Concluída a análise do pedido de aplicação de medida mitigadora, SUROD opinará pelo deferimento do pedido ou pelo seu indeferimento sumário (art. 28, caput). Em caso de indeferimento sumário, a concessionária deverá ser informada da decisão e do cronograma estimado para a conclusão do processo administrativo principal de recomposição (art. 28, §3º). A proposta de norma não estabelece a possibilidade de recurso à Diretoria Colegiada da ANTT no caso de indeferimento da medida mitigadora, mas tal previsão foi requerida na sessão pública da reunião participativa.
A manifestação favorável da SUROD, por sua vez, poderá ser de acolhimento total ou parcial do pleito, ou, ainda, proposição de ajustes no pedido formulado pela concessionária (art. 28, §5º). À SUROD caberá a elaboração da proposta de deliberação para a Diretoria Colegiada da ANTT, contendo os elementos listados na norma (art. 28, §4º).
Instruído o processo, a Diretoria Colegiada deliberará sobre a aplicação das medidas mitigadoras, em decisão discricionária (art. 30). Na sessão pública da reunião participativa, foi questionado o caráter discricionário da decisão, informado no art. 30, tendo sido requerido que a medida mitigadora seja concedida se forem preenchidos os requisitos previstos na proposta de norma. A ANTT esclareceu que esse seria o espírito do art. 30, o que sugere um possível ajuste futuro em sua redação.
Uma vez aplicada a medida mitigadora, o processo administrativo principal de reequilíbrio será considerado prioritário e deverá ser concluído em até 2 (dois) anos, conforme cronograma especificado no ato que conceder a medida, salvo se for justificada a concessão de outro prazo.

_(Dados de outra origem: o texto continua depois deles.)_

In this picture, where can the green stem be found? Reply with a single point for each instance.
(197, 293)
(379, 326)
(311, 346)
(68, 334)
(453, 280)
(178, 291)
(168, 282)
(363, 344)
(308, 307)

Além disso, a norma prevê que as medidas mitigadoras não poderão: (i) antecipar mais de 80% (oitenta por cento) do valor estimado do desequilíbrio econômico-financeiro em apuração; ou (ii) importar em recebimento de recursos antes do efetivo impacto financeiro do evento de desequilíbrio.
4. Considerações finais
O detalhamento trazido na norma é bastante relevante, pois, além de deixar claros os possíveis mecanismos para recomposição do equilíbrio econômico-financeiro dos contratos de concessão rodoviária, também prevê medidas que visam a mitigar os efeitos que os eventos de desequilíbrio possam acarretar ao contrato, enquanto o pedido principal é avaliado.
A normatização dessas disposições será importante não só para conferir maior transparência, previsibilidade e segurança jurídica quanto à atuação da ANTT, como também para garantir a continuidade da prestação adequada dos serviços, objeto principal das concessões rodoviárias federais.
[1] “O procedimento a ser seguido” – disponível em: [inserir link]
[2] https://participantt.antt.gov.br/Site/AudienciaPublica/VisualizarAvisoAudienciaPublica.aspx?CodigoAudiencia=581
[3] Mecanismos já previstos no art. 81 do RCR3.